Alwin: Bei allen unseren Weinen – egal ob das jetzt Neuinterpretationen der großen Kamptaler Lagen sind oder Naturweine – merkt man, dass sie die Geschichte des Kamptals erzählen, aber auch von den Jahren, die wir uns „angetrunken“ haben. Doch auch, wenn Stefanie aus Rheinhessen ist und ich aus dem Kamptal und wir viel gereist sind, muss das nicht heißen, dass die Weine nach Rheinhessen schmecken oder nach Neuseeland oder Frankreich. Ich glaube, gerade wenn man viel von der Welt gesehen hat, wird einem bewusst, was man daheim hat. Worum es uns im Endeffekt geht, ist die Frage: Wie können wir Weine machen, die so „kamptalerisch“ sind wie nur möglich, und die auf der ganzen Welt nicht zu kopieren sind? Wir haben dabei versucht, uns von den unterschiedlichen Strömungen nicht beirren zu lassen, sondern stattdessen mit simplem, altem Bauernwissen sowie unserem Forschungstrieb geschaut, wie das Kamptal im Hier und Jetzt schmeckt. Um das in die Flasche zu bringen, muss man wissen, was in der Vergangenheit passiert ist, aber auch, was in Frankreich und im Rest der Welt los ist.

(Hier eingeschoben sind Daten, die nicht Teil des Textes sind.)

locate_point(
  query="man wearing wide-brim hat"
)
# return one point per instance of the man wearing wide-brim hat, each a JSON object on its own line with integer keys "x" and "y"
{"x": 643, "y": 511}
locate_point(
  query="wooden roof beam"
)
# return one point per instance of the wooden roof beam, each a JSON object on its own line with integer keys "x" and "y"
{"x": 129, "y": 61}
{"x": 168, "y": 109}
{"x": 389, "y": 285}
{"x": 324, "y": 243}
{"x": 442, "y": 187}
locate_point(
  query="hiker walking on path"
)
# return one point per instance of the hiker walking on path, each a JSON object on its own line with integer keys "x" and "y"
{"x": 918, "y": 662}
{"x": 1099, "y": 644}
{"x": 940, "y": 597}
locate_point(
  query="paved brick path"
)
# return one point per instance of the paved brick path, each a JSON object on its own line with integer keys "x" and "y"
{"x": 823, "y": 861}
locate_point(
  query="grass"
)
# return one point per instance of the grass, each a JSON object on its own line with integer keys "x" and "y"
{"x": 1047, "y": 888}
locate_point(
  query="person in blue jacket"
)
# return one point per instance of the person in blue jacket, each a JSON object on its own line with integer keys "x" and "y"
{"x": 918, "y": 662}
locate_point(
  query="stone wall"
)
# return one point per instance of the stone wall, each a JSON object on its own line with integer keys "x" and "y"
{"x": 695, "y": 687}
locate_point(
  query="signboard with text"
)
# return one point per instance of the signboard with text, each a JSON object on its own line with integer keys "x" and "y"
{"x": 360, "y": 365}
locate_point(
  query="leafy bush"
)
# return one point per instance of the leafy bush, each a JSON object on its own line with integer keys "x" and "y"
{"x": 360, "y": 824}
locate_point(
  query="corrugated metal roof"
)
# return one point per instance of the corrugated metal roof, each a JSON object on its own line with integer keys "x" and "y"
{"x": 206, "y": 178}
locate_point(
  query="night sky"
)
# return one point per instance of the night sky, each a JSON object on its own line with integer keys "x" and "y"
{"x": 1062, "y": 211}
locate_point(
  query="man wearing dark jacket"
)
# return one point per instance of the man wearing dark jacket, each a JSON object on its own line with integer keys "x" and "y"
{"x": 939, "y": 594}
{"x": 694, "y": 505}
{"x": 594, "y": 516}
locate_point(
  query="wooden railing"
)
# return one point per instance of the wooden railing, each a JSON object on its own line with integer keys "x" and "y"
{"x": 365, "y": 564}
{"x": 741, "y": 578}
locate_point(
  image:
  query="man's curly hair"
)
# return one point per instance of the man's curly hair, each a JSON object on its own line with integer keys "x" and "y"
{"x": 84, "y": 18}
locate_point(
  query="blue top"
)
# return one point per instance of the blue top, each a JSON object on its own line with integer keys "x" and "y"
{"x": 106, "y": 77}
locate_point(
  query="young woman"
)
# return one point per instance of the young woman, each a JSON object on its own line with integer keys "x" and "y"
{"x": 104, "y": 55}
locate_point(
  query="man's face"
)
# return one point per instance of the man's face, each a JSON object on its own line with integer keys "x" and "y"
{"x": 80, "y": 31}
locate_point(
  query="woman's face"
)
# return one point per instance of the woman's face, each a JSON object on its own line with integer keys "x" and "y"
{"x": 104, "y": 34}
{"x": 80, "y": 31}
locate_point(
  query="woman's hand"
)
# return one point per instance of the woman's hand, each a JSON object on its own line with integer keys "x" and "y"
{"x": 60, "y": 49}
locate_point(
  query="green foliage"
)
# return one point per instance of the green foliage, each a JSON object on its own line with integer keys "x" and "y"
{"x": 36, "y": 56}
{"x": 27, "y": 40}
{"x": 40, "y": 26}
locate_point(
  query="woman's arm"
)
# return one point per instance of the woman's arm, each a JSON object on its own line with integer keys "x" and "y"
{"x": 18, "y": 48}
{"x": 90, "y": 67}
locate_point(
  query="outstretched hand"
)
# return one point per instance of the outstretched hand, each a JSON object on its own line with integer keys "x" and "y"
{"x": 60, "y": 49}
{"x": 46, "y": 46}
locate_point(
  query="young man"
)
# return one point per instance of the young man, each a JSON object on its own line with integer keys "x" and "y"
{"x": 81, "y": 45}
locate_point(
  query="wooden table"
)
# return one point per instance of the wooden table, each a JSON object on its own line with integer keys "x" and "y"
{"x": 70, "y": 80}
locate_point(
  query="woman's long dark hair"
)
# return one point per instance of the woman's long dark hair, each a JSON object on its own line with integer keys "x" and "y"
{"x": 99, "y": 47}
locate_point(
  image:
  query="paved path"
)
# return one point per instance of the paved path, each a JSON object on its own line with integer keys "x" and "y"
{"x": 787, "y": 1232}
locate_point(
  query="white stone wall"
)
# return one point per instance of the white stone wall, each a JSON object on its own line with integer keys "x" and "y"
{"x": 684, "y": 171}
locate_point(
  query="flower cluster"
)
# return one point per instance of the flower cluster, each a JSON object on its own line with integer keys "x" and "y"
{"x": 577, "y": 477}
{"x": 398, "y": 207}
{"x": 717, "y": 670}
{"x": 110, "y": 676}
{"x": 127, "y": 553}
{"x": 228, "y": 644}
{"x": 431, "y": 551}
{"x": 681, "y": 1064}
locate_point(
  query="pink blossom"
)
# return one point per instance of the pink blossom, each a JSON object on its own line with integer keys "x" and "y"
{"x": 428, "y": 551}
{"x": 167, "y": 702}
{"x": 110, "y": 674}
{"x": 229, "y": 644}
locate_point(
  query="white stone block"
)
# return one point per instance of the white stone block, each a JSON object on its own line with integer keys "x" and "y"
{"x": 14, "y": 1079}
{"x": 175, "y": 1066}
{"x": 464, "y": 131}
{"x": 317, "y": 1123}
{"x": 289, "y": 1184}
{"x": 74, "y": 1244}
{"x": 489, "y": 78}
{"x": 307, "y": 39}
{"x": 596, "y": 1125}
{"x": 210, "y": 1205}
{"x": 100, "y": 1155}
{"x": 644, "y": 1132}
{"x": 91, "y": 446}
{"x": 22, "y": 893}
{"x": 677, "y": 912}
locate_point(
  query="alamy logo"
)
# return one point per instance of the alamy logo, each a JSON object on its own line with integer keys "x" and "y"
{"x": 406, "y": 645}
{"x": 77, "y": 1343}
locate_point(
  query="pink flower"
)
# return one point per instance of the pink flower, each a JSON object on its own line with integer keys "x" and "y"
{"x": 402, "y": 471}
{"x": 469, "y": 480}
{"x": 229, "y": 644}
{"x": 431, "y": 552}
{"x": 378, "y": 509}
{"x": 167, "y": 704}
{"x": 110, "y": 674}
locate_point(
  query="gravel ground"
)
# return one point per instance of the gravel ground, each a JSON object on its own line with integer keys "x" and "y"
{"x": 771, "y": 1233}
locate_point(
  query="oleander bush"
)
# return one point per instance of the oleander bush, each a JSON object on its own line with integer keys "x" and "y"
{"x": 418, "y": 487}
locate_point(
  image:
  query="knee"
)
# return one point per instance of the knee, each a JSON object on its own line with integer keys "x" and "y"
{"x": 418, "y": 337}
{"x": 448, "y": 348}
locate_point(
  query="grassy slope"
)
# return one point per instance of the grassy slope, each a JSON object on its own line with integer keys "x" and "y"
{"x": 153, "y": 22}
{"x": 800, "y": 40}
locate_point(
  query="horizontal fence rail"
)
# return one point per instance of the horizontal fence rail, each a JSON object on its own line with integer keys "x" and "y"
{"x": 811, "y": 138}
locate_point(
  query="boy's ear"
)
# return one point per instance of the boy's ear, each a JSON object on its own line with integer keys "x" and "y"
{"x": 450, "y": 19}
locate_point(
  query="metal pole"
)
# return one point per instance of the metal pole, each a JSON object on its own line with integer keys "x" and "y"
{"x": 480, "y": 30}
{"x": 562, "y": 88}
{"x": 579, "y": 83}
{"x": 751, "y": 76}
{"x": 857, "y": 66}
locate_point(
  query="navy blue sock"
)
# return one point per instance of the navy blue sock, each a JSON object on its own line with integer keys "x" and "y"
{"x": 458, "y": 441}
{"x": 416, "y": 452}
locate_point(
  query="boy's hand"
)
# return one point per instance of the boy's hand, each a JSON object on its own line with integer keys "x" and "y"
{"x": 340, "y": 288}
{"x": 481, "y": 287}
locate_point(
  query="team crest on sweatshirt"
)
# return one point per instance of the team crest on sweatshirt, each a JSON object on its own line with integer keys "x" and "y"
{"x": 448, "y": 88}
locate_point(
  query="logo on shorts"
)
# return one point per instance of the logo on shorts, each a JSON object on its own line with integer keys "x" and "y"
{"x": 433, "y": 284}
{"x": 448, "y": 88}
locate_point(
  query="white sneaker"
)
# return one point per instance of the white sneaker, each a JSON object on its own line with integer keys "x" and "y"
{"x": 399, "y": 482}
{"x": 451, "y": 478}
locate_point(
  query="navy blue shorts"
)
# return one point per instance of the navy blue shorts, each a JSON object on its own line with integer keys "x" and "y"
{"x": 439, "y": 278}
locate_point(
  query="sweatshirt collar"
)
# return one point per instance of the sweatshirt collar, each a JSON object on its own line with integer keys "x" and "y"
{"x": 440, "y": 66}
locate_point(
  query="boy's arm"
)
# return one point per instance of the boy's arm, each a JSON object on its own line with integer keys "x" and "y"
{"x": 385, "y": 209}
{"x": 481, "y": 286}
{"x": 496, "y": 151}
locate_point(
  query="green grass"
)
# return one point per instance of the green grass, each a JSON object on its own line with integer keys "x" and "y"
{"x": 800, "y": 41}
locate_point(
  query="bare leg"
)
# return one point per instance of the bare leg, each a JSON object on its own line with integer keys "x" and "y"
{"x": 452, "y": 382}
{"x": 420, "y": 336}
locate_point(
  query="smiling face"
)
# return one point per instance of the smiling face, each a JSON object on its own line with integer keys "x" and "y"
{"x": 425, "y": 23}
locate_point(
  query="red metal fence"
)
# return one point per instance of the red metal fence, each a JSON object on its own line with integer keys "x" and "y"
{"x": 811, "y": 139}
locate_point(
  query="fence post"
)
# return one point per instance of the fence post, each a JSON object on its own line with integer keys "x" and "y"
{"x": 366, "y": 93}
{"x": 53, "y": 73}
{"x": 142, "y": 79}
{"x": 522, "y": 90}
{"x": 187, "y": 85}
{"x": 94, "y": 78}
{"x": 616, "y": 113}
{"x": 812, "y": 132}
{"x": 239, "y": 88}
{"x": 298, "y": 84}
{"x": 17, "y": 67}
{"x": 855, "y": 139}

Stefanie: Dadurch, dass ich nicht hier im Kamptal großgeworden bin, bin ich vermutlich auch etwas unverblümter an die Sache herangegangen, also ohne in den alten Traditionen zu denken, und war vielleicht auch eher bereit, die alten Grenzen neu auszuloten, weil ich das alles hier ja gar nicht kannte. So entstand eine gute Balance aus dem, was wir in der Welt gesehen haben, und dem, was uns unsere Elternhäuser mitgegeben haben. Das ergab eine gute Mischung aus Ideen- und Gedankenspielen. Obendrein haben wir das große Glück, dass wir denselben Weingeschmack haben, sonst würde unsere Ehe vermutlich nicht funktionieren (beide lachen).
Eure Ersten Lagen von Heiligenstein, Loiserberg und Co zählen jedes Jahr zu den spannendsten Interpretationen des Kamptals. Aber lasst uns auch mal über eure Naturweine, „Entdeckungen aus Langenlois“, sprechen. Was fasziniert euch daran?
Stefanie: Es hat ganz klein als Experiment begonnen, als wir vor 10 Jahren das erste Mal Grünen Veltliner sanft auf der Maische vergoren haben. Es war ein Abenteuer und wir waren von der Vielfalt der Geschmäcker beeindruckt, die im Fruchtfleisch unserer Beeren stecken. Genauso gefällt uns der minimalistische Ansatz und der handwerkliche Aspekt. Wir konnten unseren persönlichen Weinhorizont erweitern und haben gelernt, dass weniger oft mehr bedeuten kann. Ungefiltert und ungeschminkt – Weine im Adam- und Eva-Kostüm, sozusagen.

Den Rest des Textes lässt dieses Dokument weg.